DRESSING FOR A WAR: REMEMBERING 1941 WITH DEBORAH NADOOLMAN-LANDIS
One of the film world's greatest costume designers, in Australia for the launch of her exhibition Hollywood Costumes, recalls her first big-budget studio feature - Steven Spielberg's grand folly, 1941.
Steven Spielberg’s 1941 holds a very special place in film history as one of Hollywood’s most grand follies. The 1979 production, which comedically chronicled one night of mayhem when Los Angelinos were convinced Japanese forces were launching an attack on Hollywood, ran way over budget and opened to scathing reviews, leaving co-financiers Columbia Pictures and Universal Studios in the red on a film that was greenlit to give the super-hot director total creative control on a scale he had never known.
It was to be the third feature for a young costume designer named Deborah Nadoolman (pictured; right), who had honed her craft on the low-budget comedy The Kentucky Fried Movie and the surprise smash hit, Animal House (both directed by her future husband, John Landis). Now one of Hollywood’s most revered costume designers with credits that include Raiders of the Lost Ark, The Blues Brothers, An American Werewolf in London, Trading Places and Michael Jackson’s Thriller video, the two-term President of the Costume Designers Guild spoke to SCREEN-SPACE of her experience on Spielberg’s enormous spectacle.
“The first thing I should say is that Steven really gave me carte blanche,” Nadoolman-Landis says from her West Coast home, prior for leaving for Melbourne to oversee the launch of Hollywood Costume, a collection of iconic outfits that she has spent five ears curating. “He had come to a screening of Animal House and had fallen in love with the film. So he called me to come in and talk about designing on 1941. I had never designed on a movie of that size. My entire CV at that time was Kentucky Fried Movie and Animal House.”
Spielberg has since admitted that his self-belief was running rampant at the time, after the one-two box office punch of Jaws and Close Encounters of the Third Kind. Clearly taking its inspiration from Stanley Kramer’s frantic 1963 farce, It’s A Mad, Mad, Mad, Mad World, the director was in charge of a cast that included Hollywood bad boys John Belushi, Dan Aykroyd (both pictured; right) and Treat Williams, veterans Toshiro Mifune, Warren Oates and Slim Pickens and wide-eyed stars-in-the-making Bobby Di Cicco and Dianne Kay. For Nadoolman-Landis, it was clear her director was going to need all the help even her limited experience could offer.
“He was a still very young,” she remembers. “He had Jaws and Close Encounters, both of which I had adored, but he had not had a lot of experience with costuming or with costume designers. In fact, on those films, I don’t think he had even had a costume designer!” Conversely, 1941 would use 100’s of extras, all of who required fitting for a very specific time in American history; the key characters include a troop of USO girls, a tank crew, some zoot-suiters and a Japanese submarine crew. “He was going to be making a period film and he had no idea what to do,” she says with a laugh, tempered somewhat by hindsight.
“He and I sat together, and got on very well at that first meeting. He told me that the film was going to be as Spielberg/Nadoolman co-production,” she says. Thrilled to be offered a gig on a major studio production, the breadth of her task soon dawned upon Nadoolman-Landis. “I had read the script and, at that time, I was like ‘Oh, my goodness!’, this is going to cost a fortune. At the time, the budget was like $22million, but…well you know, right. A huge film.” (pictured left; Spielberg on-set with actor Ned Beatty, centre).

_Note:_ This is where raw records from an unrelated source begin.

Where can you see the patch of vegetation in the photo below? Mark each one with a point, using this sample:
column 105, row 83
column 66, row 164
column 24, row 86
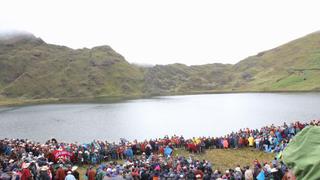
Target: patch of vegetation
column 31, row 69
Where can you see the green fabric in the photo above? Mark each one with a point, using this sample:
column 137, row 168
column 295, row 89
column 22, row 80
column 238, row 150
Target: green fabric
column 302, row 154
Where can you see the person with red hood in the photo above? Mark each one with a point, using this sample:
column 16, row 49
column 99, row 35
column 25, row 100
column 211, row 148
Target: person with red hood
column 60, row 174
column 91, row 174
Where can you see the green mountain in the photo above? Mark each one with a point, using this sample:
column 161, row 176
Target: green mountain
column 33, row 69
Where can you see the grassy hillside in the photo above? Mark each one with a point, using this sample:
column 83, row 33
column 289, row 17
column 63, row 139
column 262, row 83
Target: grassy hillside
column 31, row 69
column 294, row 66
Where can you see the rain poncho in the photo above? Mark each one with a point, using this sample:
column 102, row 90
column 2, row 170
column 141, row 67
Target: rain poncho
column 302, row 154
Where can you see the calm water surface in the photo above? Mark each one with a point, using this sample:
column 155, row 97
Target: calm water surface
column 192, row 115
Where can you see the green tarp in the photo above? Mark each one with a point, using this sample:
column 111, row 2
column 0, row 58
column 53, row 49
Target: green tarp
column 302, row 154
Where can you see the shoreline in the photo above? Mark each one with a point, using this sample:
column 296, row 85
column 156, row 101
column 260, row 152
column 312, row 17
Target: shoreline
column 16, row 102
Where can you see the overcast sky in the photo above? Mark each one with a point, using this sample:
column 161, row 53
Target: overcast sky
column 166, row 31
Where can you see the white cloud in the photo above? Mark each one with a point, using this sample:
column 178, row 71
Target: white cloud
column 166, row 31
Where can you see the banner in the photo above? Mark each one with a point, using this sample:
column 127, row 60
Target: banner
column 63, row 154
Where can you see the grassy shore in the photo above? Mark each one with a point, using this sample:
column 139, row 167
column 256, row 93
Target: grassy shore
column 221, row 159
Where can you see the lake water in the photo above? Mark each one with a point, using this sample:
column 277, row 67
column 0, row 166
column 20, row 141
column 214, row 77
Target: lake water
column 191, row 115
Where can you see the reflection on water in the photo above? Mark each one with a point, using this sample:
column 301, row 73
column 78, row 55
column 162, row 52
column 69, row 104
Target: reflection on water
column 193, row 115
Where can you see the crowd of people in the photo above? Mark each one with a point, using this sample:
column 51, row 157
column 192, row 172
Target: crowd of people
column 152, row 159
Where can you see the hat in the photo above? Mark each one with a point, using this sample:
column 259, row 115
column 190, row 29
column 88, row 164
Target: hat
column 74, row 168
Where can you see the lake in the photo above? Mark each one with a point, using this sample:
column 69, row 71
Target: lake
column 189, row 115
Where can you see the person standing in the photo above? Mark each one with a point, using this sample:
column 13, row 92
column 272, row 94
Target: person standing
column 70, row 176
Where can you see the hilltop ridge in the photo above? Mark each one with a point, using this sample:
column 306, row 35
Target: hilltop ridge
column 32, row 69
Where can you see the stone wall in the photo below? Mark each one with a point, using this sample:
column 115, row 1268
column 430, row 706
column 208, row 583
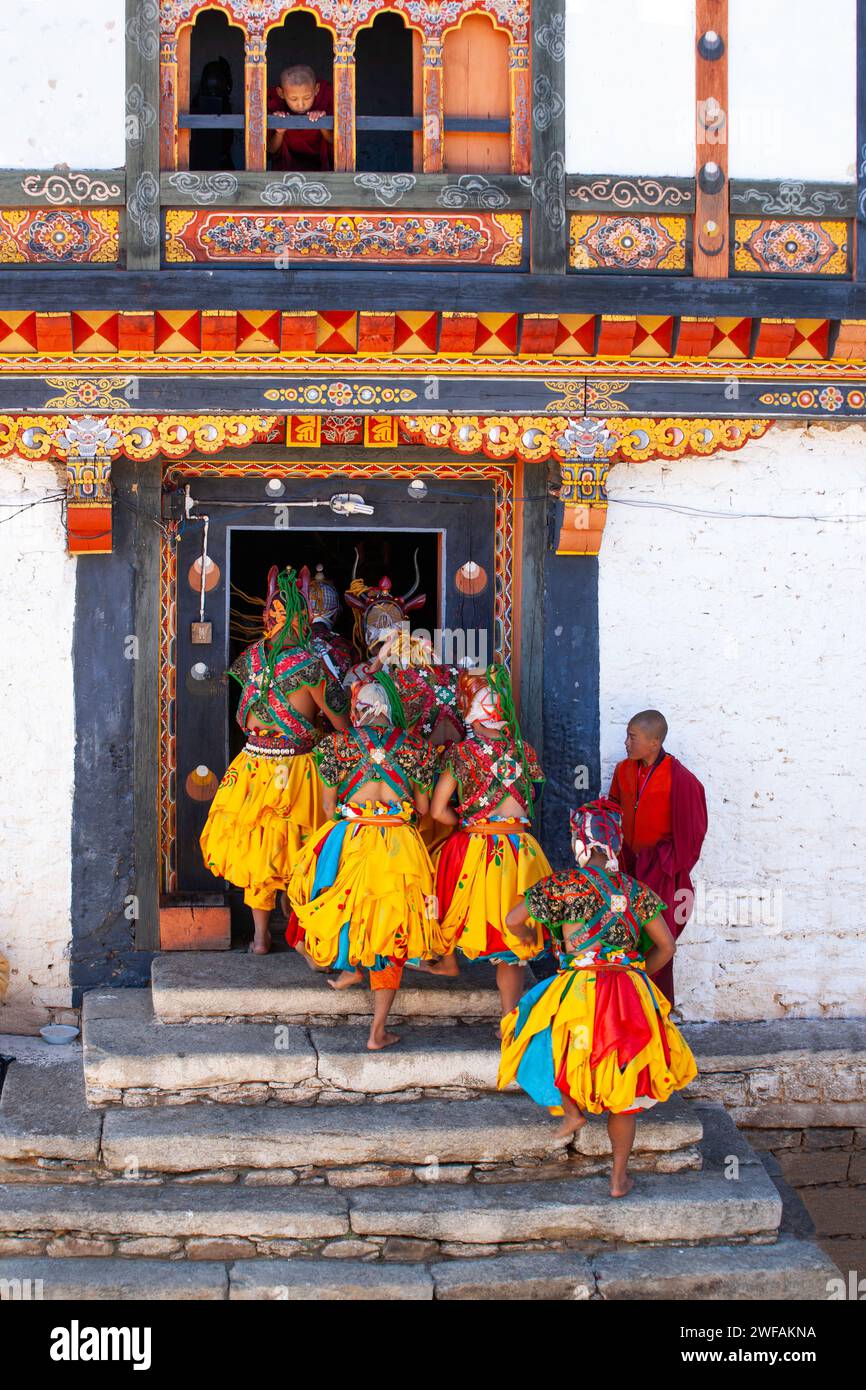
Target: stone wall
column 748, row 634
column 36, row 613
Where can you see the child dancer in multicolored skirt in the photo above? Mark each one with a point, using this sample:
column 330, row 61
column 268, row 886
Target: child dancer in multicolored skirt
column 363, row 890
column 268, row 801
column 491, row 861
column 598, row 1036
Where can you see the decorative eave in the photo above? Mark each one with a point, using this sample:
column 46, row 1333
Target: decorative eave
column 321, row 339
column 585, row 448
column 92, row 288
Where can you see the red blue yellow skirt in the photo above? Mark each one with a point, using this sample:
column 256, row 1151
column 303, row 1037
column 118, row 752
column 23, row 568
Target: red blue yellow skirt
column 264, row 811
column 363, row 893
column 598, row 1034
column 481, row 875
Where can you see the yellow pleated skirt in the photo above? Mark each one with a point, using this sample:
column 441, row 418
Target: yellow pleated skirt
column 364, row 895
column 601, row 1036
column 480, row 877
column 259, row 822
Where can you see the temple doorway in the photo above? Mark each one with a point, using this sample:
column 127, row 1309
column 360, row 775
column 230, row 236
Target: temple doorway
column 463, row 569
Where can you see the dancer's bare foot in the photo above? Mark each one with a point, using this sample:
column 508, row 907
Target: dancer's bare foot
column 569, row 1127
column 622, row 1186
column 346, row 979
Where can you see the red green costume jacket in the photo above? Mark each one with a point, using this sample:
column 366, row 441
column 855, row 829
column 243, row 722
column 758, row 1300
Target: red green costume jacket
column 594, row 916
column 428, row 695
column 295, row 669
column 487, row 770
column 349, row 759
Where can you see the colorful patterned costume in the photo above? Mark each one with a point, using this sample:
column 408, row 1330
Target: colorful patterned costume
column 487, row 866
column 363, row 888
column 270, row 799
column 599, row 1030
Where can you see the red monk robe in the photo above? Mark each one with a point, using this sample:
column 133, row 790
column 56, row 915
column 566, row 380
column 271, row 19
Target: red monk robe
column 303, row 150
column 663, row 827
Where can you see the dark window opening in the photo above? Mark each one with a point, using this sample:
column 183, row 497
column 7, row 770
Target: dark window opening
column 216, row 88
column 300, row 43
column 384, row 88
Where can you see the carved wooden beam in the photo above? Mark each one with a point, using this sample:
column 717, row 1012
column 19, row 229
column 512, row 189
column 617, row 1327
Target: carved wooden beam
column 711, row 250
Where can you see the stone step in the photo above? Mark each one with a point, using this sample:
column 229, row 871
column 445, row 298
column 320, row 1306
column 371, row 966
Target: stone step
column 231, row 1222
column 199, row 987
column 47, row 1133
column 495, row 1130
column 790, row 1271
column 129, row 1058
column 731, row 1198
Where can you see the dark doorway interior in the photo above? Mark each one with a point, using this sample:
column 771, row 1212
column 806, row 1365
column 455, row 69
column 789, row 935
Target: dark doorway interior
column 216, row 88
column 252, row 552
column 382, row 60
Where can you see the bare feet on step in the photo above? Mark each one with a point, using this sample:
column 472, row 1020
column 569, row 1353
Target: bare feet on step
column 346, row 979
column 569, row 1127
column 622, row 1186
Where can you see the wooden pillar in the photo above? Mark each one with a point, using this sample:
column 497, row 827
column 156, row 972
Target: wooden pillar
column 548, row 223
column 146, row 499
column 344, row 102
column 521, row 102
column 255, row 92
column 712, row 213
column 168, row 104
column 142, row 223
column 182, row 93
column 859, row 266
column 433, row 106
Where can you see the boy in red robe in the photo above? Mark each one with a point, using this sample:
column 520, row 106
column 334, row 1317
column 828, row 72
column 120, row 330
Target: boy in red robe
column 300, row 93
column 663, row 823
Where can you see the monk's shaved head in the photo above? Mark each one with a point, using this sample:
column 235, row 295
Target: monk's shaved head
column 651, row 722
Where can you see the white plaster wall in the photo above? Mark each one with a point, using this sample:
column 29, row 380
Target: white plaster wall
column 751, row 637
column 630, row 86
column 36, row 769
column 61, row 84
column 793, row 89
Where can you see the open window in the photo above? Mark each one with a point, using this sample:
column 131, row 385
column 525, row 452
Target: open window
column 477, row 97
column 210, row 93
column 300, row 95
column 388, row 102
column 403, row 95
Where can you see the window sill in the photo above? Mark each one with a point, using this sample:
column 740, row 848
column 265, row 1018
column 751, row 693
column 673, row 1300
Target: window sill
column 284, row 189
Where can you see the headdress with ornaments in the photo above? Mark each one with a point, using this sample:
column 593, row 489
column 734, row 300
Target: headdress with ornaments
column 285, row 619
column 598, row 824
column 487, row 698
column 378, row 608
column 402, row 648
column 323, row 598
column 376, row 698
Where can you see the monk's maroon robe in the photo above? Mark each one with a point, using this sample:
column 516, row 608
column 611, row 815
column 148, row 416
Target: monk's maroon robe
column 666, row 866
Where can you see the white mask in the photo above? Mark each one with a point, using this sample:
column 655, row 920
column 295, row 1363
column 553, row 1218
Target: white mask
column 483, row 710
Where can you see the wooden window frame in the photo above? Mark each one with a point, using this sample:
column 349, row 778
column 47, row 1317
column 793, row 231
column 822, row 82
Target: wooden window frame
column 177, row 21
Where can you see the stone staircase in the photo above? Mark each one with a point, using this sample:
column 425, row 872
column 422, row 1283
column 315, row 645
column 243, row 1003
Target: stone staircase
column 225, row 1134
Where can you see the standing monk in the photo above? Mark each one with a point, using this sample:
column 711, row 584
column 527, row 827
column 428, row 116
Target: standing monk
column 663, row 823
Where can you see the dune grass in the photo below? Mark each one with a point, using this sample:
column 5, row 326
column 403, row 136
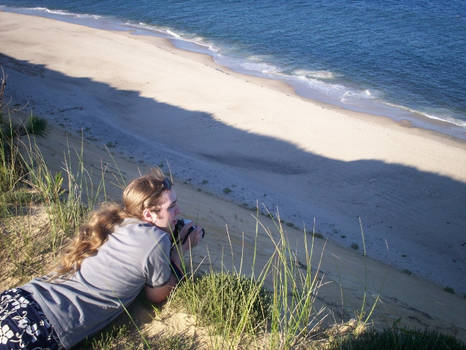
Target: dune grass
column 40, row 208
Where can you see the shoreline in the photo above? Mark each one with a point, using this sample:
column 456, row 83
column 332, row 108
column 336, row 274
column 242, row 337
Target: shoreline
column 230, row 131
column 382, row 109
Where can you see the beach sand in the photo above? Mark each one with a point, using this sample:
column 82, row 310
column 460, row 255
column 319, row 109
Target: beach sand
column 245, row 139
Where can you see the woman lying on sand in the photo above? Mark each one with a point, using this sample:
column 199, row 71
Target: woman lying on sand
column 117, row 253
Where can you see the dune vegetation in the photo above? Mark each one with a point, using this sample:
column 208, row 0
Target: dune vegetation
column 41, row 208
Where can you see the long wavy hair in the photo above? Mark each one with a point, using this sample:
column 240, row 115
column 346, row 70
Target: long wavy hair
column 143, row 192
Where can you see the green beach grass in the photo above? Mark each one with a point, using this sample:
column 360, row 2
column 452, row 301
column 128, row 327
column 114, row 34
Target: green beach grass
column 40, row 208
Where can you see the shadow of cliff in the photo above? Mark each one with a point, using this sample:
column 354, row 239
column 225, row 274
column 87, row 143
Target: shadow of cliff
column 427, row 202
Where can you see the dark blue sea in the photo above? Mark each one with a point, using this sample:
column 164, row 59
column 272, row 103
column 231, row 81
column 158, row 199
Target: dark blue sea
column 402, row 59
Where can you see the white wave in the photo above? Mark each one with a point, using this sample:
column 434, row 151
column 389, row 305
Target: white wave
column 259, row 67
column 172, row 33
column 361, row 94
column 439, row 115
column 315, row 74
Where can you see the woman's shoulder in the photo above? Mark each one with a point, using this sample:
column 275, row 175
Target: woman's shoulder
column 133, row 226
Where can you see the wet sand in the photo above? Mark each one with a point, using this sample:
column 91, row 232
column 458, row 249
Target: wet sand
column 247, row 139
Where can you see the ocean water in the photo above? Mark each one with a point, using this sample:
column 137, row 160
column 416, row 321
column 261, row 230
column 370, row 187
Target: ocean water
column 401, row 59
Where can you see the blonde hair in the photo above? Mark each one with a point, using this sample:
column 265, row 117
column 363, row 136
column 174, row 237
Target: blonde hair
column 143, row 192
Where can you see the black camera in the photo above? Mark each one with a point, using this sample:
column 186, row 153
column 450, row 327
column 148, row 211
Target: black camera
column 179, row 226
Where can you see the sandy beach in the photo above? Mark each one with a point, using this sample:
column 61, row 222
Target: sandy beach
column 233, row 140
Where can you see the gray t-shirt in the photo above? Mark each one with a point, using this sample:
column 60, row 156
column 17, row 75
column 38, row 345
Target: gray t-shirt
column 135, row 254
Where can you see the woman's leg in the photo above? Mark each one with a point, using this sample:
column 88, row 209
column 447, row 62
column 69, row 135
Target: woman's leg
column 23, row 325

“After the meeting, I was walking to my car and it just struck me, ‘How am I going to do this?’,” she recalls of a moment when the pressure to make real a vast directorial vision consumed her. “My last costume budget, on Animal House, was $50,000 out of a $2million budget. On 1941, my budget was going to be $250,000! I ran to a payphone and called my boyfriend, John Landis, and cried ‘John, this is going to be such a huge movie and I’m in way over my head’ and I really did start spinning out. And John said, ‘Just realax. It is the same job.’”
Thirty-four years later, Deborah Nadoolman-Landis would recognise it as a defining moment in her career perspective. “Costume design, whether its on Kentucky Fried Movie with $15,000 or 1941 with $250,000, is exactly the same job. And that’s what I took away from 1941. Steven and I had a fabulous time working on the movie, as we did on Raiders of the Lost Ark,” she says.
Spielberg’s costly flop went through a number of re-edits and has emerged as cult favourite for many, though still carries the stigma of being associated with a flagrant period of excess in Hollywood history (it is often spoken of in company with infamous bombs Inchon, Heaven’s Gate and Ishtar). However, Nadoolman-Landis has no regrets, emerging from the production with the utmost respect for her colleague. “I just think he is terrific and adore him as the captain of the ship,” she says, fondly recalling the production and its director.